Identifying genes that are depleted of homozygous loss of function variants (pLOF) in a population (relative to heterozygotes) is one way to discover recessive genes, which deCODE has demonstrated previously in their famous human knockout paper. However, doing the same for missense variants is challenging as their effects on proteins are not as clear as often as it is for pLOFs. In the current paper, the authors take up this challenge to recessive disease-causing missense variants.
Scanning through genotypes of ~150,000 Icelanders (adults, mean age 58.5), the authors were able to find 114 missense variants with high MAF ( >40%) but with zero homozygotes (under HWE, there should be at least 3). 34 of these missense variants are in genes known to cause Mendelian recessive diseases (cystic fibrosis, glycogen storage diseases, encephalopathies, nephrotic syndrome etc.)
Interestingly, homozygous carriers for five of the 114 missense variants were seen in a separate clinical cohort of 764 individuals who underwent diagnostic whole genome sequencing, which gave the authors a unique opportunity to map these genotypes to their phenotypes.
As you can see from the above table, four of these genes already have a known recessive disease reported in OMIM. The remaining one, CPSF3, which has no disease conditions mapped so far, is the star of the show.
In the clinical cohort, two children (A and B) were homozygotes for CPSF3 and had strikingly similar clinical features--intellectual disability, developmental delay, seizures, and nystagmus. A genetic diagnosis was not established for both previously.

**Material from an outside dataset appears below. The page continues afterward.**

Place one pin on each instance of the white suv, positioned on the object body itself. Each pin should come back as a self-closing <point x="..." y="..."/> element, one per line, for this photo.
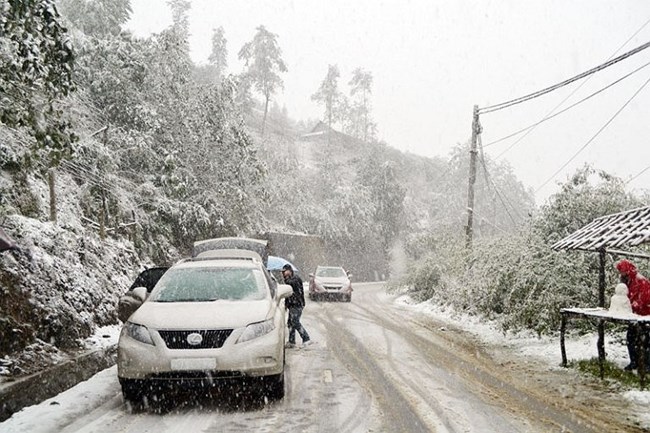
<point x="214" y="317"/>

This is where things get more interesting. Inspired by the above finding, the authors went back to their original genetic dataset of ~150k Icelanders and identified 3 couples who were carriers of the CPSF3 Gly468Glu variant. Using their genealogical database, they were able to identify all the offspring who were born to these couples. If we go back to our Punnet square again, there is a 1/4 chance for any of the offspring born to these couples to be homozygous for Gly468Glu.

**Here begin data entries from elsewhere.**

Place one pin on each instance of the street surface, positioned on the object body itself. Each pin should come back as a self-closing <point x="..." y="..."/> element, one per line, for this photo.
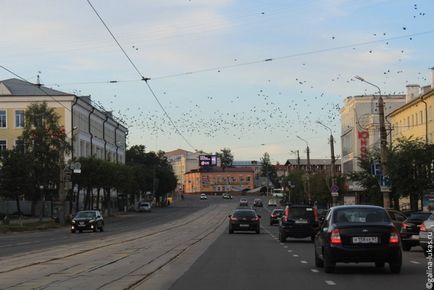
<point x="186" y="246"/>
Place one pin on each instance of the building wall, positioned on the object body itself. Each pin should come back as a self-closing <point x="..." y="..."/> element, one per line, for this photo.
<point x="209" y="182"/>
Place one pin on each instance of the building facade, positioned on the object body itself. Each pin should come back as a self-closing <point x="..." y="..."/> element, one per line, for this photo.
<point x="219" y="180"/>
<point x="92" y="131"/>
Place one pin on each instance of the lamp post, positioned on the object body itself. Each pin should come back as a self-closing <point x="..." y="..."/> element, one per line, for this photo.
<point x="308" y="167"/>
<point x="333" y="161"/>
<point x="383" y="143"/>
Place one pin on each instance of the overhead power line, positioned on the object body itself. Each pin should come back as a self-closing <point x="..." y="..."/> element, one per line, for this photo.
<point x="141" y="76"/>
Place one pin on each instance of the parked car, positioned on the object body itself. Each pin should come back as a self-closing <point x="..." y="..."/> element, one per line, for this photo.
<point x="87" y="220"/>
<point x="275" y="216"/>
<point x="145" y="206"/>
<point x="244" y="202"/>
<point x="258" y="202"/>
<point x="272" y="202"/>
<point x="410" y="229"/>
<point x="298" y="221"/>
<point x="426" y="235"/>
<point x="357" y="234"/>
<point x="244" y="220"/>
<point x="397" y="218"/>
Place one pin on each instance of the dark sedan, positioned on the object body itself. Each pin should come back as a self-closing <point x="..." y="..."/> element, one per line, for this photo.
<point x="357" y="234"/>
<point x="410" y="229"/>
<point x="87" y="220"/>
<point x="244" y="220"/>
<point x="275" y="216"/>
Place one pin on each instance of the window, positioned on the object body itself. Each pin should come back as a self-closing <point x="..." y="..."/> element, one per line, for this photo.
<point x="19" y="119"/>
<point x="3" y="119"/>
<point x="2" y="145"/>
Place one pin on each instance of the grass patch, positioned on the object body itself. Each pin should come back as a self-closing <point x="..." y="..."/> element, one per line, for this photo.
<point x="33" y="226"/>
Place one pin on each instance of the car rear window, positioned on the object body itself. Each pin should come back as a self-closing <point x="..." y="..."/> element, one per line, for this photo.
<point x="300" y="213"/>
<point x="360" y="215"/>
<point x="244" y="214"/>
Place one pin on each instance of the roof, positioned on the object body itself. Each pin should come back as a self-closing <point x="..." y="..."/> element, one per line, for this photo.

All combined there were 10 offspring, 4 of whom (C, D, E and F) died before 8 years of age. All 4 offspring's clinical features were fascinatingly similar to patients A and B's clinical features. Wait, this gets even more interesting.
The authors were able to get paraffin-embedded archival samples for two of the offspring--C, born 1960, died 1967 and D, born 1964, died 1968--and confirm the homozygous state of Gly468Glu using WGS and Sanger sequencing.

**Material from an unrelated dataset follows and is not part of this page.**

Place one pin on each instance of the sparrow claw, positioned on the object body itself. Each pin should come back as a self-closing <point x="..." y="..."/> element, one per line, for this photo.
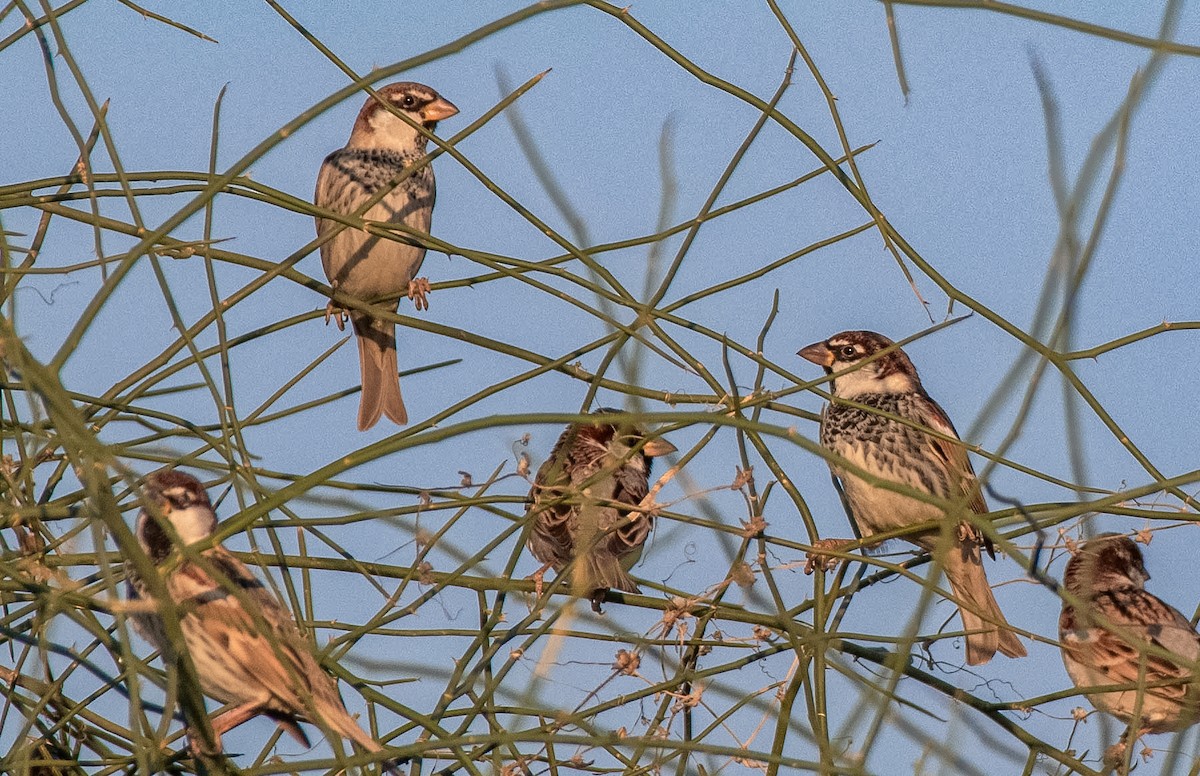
<point x="970" y="534"/>
<point x="814" y="560"/>
<point x="337" y="314"/>
<point x="418" y="292"/>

Well, the story doesn't end there. Through GeneMatcher, the authors identified two more patients in the US who are homozygous for another missense variant in CPSF3 but with the same clinical presentation--ID, microcephaly, and seizures.
Altogether the authors were able to establish genetic diagnosis for 8 patients--three of them born in a different era (1950s and 60s) and two of them born in a different continent. That's truly amazing.
So what gene CPSF3 do? CPSF3 codes for a subunit of the Cleavage and Polyadenylation Specificity Factor (CPSF) complex, which is essential for mRNA preprocessing (cleavage and polyadenylation) before they are exported out of the nucleus.
The Discovery of this CPSF3 missense variant marks the first Mendelian disease linked to the CPSF complex. Now we know what happens if the mRNA export from the nucleus to the cytoplasm is disrupted.
Interestingly, someone had already discovered an anti-leukemia drug that acts by inhibiting the CPSF3 complex without even realizing its mechanism of action (was realized only later).
It turned out that the drug inhibits CPSF3 and blocks the mRNA export thereby leading to cancer cell apoptosis. I love how the work of scientists from different fields converges on the same biology.
There are two other fascinating genetic investigations reported in this paper, but I'll stop here. This is a truly remarkable genetic paper and easily one of my favourites.